11-Year Old Linux Kernel Local Privilege Escalation Flaw Discovered
Over a decade old Linux Kernel bug (CVE-2017-6074) has been discovered by security researcher Andrey Konovalov in the DCCP (Datagram Congestion Control Protocol) implementation using Syzkaller, a kernel fuzzing tool released by Google.
The vulnerability is a use-after-free flaw in the way the Linux kernel’s “DCCP protocol implementation freed SKB (socket buffer) resources for a DCCP_PKT_REQUEST packet when the IPV6_RECVPKTINFO option is set on the socket.”
“An attacker can control what object that would be and overwrite its content with arbitrary data by using some of the kernel heap spraying techniques.
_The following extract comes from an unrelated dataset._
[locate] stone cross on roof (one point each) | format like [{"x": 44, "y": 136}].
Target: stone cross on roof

If the overwritten object has any triggerable function pointers, an attacker gets to execute arbitrary code within the kernel,” full disclosure mailing list about the vulnerability reads.
DCCP is a message-oriented transport layer protocol that minimizes the overhead of packet header size or end-node processing as much as possible and provides the establishment, maintenance and teardown of an unreliable packet flow, and the congestion control of that packet flow.
This vulnerability does not provide any way for an outsider to break into your system in the first place, as it is not a remote code execution (RCE) flaw and require an attacker to have a local account access on the system to exploit the flaw.
The vulnerability has already been patched in the mainline kernel. So, if you are an advanced Linux user, apply the patch and rebuild kernel yourself.
OR, you can wait for the next kernel update from your distro provider and apply it as soon as possible.